L’OCSE ribadisce così un’intenzione già più volte incontrata nei documenti del MIUR, quella di espropriare gli insegnanti dei momenti più delicati e qualificanti la loro professionalità, in particolare la valutazione, affidandola a soggetti esterni alla scuola. Lo studente, munito del suo “libretto delle competenze” – finalmente “validato” dalla firma del mondo esterno – si affaccerà, etichettato dal suo “livello di prestazione raggiunta”, nel mondo del lavoro o dell’istruzione terziaria.

Se proprio si vuole attribuire un valore economico alla scuola, questo risiede nelle qualifiche che essa distribuisce.

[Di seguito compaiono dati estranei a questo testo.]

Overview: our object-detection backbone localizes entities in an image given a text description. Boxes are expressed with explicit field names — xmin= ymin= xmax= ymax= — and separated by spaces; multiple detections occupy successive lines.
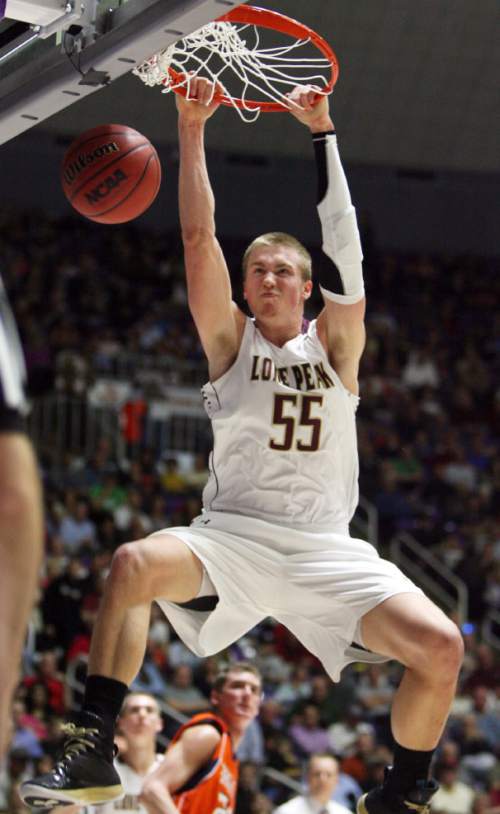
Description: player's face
xmin=243 ymin=246 xmax=312 ymax=318
xmin=212 ymin=672 xmax=262 ymax=723
xmin=307 ymin=757 xmax=338 ymax=796
xmin=118 ymin=693 xmax=162 ymax=738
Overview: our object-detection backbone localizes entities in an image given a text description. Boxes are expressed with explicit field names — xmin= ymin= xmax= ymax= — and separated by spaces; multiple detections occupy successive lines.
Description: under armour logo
xmin=404 ymin=800 xmax=431 ymax=814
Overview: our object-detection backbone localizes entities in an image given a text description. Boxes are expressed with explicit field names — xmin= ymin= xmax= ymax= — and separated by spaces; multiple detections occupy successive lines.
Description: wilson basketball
xmin=61 ymin=124 xmax=161 ymax=223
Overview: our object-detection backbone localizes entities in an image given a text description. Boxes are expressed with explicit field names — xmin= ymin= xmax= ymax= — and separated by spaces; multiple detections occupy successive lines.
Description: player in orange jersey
xmin=140 ymin=662 xmax=262 ymax=814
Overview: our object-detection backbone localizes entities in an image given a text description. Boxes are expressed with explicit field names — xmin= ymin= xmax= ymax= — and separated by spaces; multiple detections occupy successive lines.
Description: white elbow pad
xmin=313 ymin=134 xmax=365 ymax=305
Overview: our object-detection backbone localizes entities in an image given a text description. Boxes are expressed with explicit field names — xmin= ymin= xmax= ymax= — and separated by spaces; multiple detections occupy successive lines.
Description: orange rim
xmin=168 ymin=6 xmax=339 ymax=113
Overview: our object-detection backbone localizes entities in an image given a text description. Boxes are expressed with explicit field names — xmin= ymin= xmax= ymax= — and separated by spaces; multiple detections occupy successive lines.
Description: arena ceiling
xmin=3 ymin=0 xmax=500 ymax=172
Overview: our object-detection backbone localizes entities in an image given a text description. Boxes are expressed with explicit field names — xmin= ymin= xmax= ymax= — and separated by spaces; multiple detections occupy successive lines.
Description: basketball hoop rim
xmin=168 ymin=5 xmax=339 ymax=113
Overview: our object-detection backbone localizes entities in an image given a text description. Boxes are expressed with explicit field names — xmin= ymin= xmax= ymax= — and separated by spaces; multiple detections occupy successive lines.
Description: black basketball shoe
xmin=356 ymin=769 xmax=439 ymax=814
xmin=20 ymin=712 xmax=123 ymax=810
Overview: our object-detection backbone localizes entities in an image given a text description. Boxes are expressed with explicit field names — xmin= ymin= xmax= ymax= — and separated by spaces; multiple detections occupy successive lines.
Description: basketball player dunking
xmin=0 ymin=279 xmax=43 ymax=764
xmin=23 ymin=84 xmax=463 ymax=814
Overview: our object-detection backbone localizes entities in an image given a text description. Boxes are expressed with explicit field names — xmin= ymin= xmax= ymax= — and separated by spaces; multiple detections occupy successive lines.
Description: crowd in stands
xmin=0 ymin=211 xmax=500 ymax=814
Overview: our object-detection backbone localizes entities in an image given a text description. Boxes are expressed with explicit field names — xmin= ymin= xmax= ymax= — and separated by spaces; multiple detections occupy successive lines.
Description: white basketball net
xmin=132 ymin=22 xmax=330 ymax=122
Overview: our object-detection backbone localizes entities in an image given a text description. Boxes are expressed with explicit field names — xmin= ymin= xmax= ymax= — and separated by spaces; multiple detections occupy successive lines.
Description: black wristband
xmin=311 ymin=130 xmax=337 ymax=141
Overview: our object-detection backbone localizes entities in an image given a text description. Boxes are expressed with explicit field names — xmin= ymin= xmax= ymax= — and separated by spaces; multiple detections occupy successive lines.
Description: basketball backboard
xmin=0 ymin=0 xmax=240 ymax=144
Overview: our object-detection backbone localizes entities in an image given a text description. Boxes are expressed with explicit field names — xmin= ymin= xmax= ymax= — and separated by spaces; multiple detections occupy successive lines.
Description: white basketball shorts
xmin=150 ymin=512 xmax=422 ymax=681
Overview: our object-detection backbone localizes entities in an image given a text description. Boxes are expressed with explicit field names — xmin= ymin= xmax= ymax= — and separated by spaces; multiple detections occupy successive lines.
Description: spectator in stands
xmin=58 ymin=492 xmax=96 ymax=554
xmin=431 ymin=764 xmax=475 ymax=814
xmin=290 ymin=704 xmax=329 ymax=757
xmin=274 ymin=753 xmax=350 ymax=814
xmin=166 ymin=664 xmax=209 ymax=715
xmin=23 ymin=650 xmax=66 ymax=715
xmin=273 ymin=664 xmax=311 ymax=711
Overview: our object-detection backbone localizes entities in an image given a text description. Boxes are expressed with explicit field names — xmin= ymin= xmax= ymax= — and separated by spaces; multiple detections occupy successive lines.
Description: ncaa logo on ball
xmin=85 ymin=170 xmax=128 ymax=204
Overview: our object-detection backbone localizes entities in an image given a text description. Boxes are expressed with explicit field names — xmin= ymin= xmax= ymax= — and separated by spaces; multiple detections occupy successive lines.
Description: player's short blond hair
xmin=242 ymin=232 xmax=312 ymax=282
xmin=212 ymin=661 xmax=262 ymax=692
xmin=118 ymin=690 xmax=160 ymax=718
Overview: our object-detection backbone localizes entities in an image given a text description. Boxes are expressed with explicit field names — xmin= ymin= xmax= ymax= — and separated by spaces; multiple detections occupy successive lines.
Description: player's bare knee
xmin=419 ymin=620 xmax=464 ymax=684
xmin=108 ymin=541 xmax=147 ymax=597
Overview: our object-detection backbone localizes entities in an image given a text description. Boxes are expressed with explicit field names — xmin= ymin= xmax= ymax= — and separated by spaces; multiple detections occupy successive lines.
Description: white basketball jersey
xmin=202 ymin=318 xmax=359 ymax=534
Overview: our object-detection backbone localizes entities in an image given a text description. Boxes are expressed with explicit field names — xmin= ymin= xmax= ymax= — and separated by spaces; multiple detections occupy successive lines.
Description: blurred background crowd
xmin=0 ymin=210 xmax=500 ymax=814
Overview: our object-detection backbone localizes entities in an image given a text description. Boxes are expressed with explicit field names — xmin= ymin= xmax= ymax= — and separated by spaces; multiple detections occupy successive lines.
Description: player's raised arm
xmin=290 ymin=85 xmax=365 ymax=391
xmin=176 ymin=77 xmax=244 ymax=379
xmin=140 ymin=724 xmax=221 ymax=814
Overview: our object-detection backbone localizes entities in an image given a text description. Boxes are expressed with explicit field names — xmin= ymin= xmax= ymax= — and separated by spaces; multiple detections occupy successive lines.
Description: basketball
xmin=61 ymin=124 xmax=161 ymax=223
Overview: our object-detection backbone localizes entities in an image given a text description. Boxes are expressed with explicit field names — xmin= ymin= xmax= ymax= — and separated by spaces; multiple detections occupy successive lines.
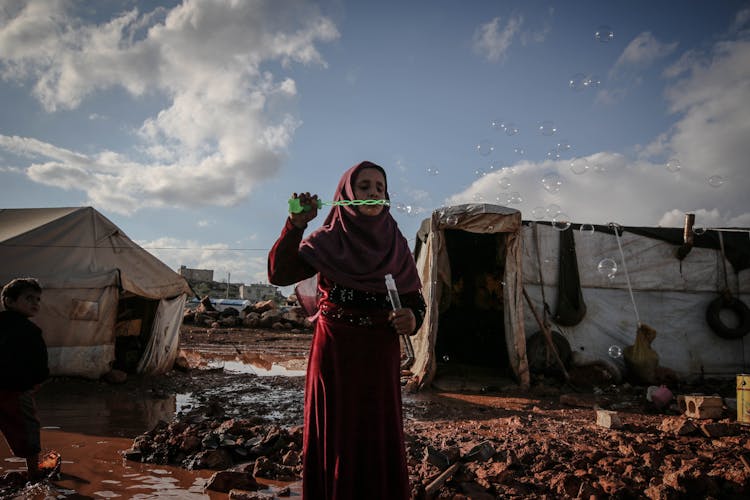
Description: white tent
xmin=522 ymin=219 xmax=750 ymax=380
xmin=411 ymin=204 xmax=750 ymax=388
xmin=0 ymin=207 xmax=191 ymax=378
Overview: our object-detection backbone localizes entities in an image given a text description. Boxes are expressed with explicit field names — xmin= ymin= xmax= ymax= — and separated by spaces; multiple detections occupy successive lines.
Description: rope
xmin=609 ymin=222 xmax=641 ymax=327
xmin=719 ymin=231 xmax=729 ymax=292
xmin=532 ymin=222 xmax=549 ymax=325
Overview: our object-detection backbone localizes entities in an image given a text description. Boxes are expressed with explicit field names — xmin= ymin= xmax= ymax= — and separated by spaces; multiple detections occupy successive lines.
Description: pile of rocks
xmin=183 ymin=296 xmax=312 ymax=330
xmin=123 ymin=413 xmax=302 ymax=493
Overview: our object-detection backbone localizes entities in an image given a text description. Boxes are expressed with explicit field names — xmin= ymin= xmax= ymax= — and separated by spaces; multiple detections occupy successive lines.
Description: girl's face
xmin=353 ymin=168 xmax=385 ymax=216
xmin=5 ymin=289 xmax=42 ymax=318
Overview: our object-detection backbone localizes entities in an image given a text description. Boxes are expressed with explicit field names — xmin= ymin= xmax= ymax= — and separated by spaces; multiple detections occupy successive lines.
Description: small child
xmin=0 ymin=278 xmax=49 ymax=481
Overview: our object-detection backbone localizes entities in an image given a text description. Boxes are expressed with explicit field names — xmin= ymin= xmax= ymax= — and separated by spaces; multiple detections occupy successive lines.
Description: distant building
xmin=177 ymin=266 xmax=214 ymax=281
xmin=240 ymin=283 xmax=280 ymax=302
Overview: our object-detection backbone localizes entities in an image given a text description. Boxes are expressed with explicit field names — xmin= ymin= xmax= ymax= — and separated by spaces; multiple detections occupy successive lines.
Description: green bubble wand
xmin=289 ymin=198 xmax=391 ymax=214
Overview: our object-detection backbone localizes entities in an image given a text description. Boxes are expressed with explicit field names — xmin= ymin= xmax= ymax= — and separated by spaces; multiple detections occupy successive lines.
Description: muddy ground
xmin=151 ymin=328 xmax=750 ymax=499
xmin=4 ymin=326 xmax=750 ymax=499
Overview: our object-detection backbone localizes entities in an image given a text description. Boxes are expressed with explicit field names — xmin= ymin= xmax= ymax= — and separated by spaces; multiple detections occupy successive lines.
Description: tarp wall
xmin=521 ymin=224 xmax=750 ymax=378
xmin=0 ymin=207 xmax=191 ymax=378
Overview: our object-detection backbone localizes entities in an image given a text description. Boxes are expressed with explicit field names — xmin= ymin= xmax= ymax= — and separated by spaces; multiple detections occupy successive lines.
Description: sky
xmin=0 ymin=0 xmax=750 ymax=292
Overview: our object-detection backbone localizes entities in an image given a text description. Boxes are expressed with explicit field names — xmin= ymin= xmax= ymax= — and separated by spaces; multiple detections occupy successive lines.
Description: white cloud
xmin=473 ymin=17 xmax=523 ymax=62
xmin=137 ymin=237 xmax=268 ymax=284
xmin=448 ymin=32 xmax=750 ymax=231
xmin=0 ymin=0 xmax=338 ymax=213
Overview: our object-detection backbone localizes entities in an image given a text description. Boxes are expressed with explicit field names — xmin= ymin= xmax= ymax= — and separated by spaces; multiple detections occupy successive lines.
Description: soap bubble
xmin=706 ymin=175 xmax=726 ymax=187
xmin=539 ymin=120 xmax=557 ymax=136
xmin=508 ymin=191 xmax=523 ymax=205
xmin=555 ymin=140 xmax=573 ymax=154
xmin=568 ymin=73 xmax=587 ymax=92
xmin=607 ymin=345 xmax=622 ymax=359
xmin=497 ymin=177 xmax=510 ymax=191
xmin=552 ymin=213 xmax=570 ymax=231
xmin=542 ymin=172 xmax=563 ymax=194
xmin=596 ymin=258 xmax=617 ymax=279
xmin=665 ymin=158 xmax=682 ymax=173
xmin=531 ymin=207 xmax=547 ymax=220
xmin=594 ymin=25 xmax=615 ymax=43
xmin=570 ymin=158 xmax=589 ymax=175
xmin=583 ymin=75 xmax=602 ymax=89
xmin=476 ymin=140 xmax=495 ymax=156
xmin=591 ymin=162 xmax=608 ymax=174
xmin=547 ymin=203 xmax=560 ymax=219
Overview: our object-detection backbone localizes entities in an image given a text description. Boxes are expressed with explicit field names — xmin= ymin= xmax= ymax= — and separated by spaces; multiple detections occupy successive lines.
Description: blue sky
xmin=0 ymin=0 xmax=750 ymax=290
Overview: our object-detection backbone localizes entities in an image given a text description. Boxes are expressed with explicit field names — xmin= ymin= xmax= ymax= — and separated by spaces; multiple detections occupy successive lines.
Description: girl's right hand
xmin=289 ymin=192 xmax=318 ymax=229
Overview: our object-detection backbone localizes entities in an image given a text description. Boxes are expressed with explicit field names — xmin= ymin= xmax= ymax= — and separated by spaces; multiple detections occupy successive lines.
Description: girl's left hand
xmin=388 ymin=307 xmax=417 ymax=335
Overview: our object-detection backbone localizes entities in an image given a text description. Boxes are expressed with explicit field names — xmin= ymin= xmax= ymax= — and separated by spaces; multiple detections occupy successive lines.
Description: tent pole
xmin=522 ymin=288 xmax=570 ymax=381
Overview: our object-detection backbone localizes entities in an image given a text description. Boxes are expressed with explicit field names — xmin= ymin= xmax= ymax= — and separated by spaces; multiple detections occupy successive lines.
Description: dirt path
xmin=183 ymin=331 xmax=750 ymax=498
xmin=2 ymin=328 xmax=750 ymax=499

Introdurre elementi esterni nelle qualifiche, significa assistere all’espropriazione di una delle sue funzioni più rilevanti.

 

Per una scuola degli insegnanti

A quella scuola unidimensionale schiacciata sul valore dell’efficienza è più che mai necessario rispondere proponendo un’idea di scuola nuova, che non vagheggi un ritorno al passato elitario e burocratico, ma che delimiti e preservi quella forza simbolica che l’ha tenuta per anni al riparo dai poteri esterni economici e religiosi. Un’idea che rivendichi un registro proprio di efficienza, socialmente neutro, che si basi sulla sua capacità di dotare gli individui di competenze sociali, opinioni, gusti, scelte e giudizi politici liberi. Di cultura nel senso più neutro, laico e vasto del termine. Che salvaguardi la prerogativa della Scuola di giudicare e valutare, i suoi titoli e diplomi, “moneta scolastica” dotata di criteri propri. Che si riappropri di un sistema di riferimento temporale “a lungo termine”, lontano dal tempo proprio dell’economia e del rapporto costi/benefici. Nel nostro quotidiano, noi insegnanti, torniamo a parlare di educazione più che di apprendimento, di evidenze, di risultati.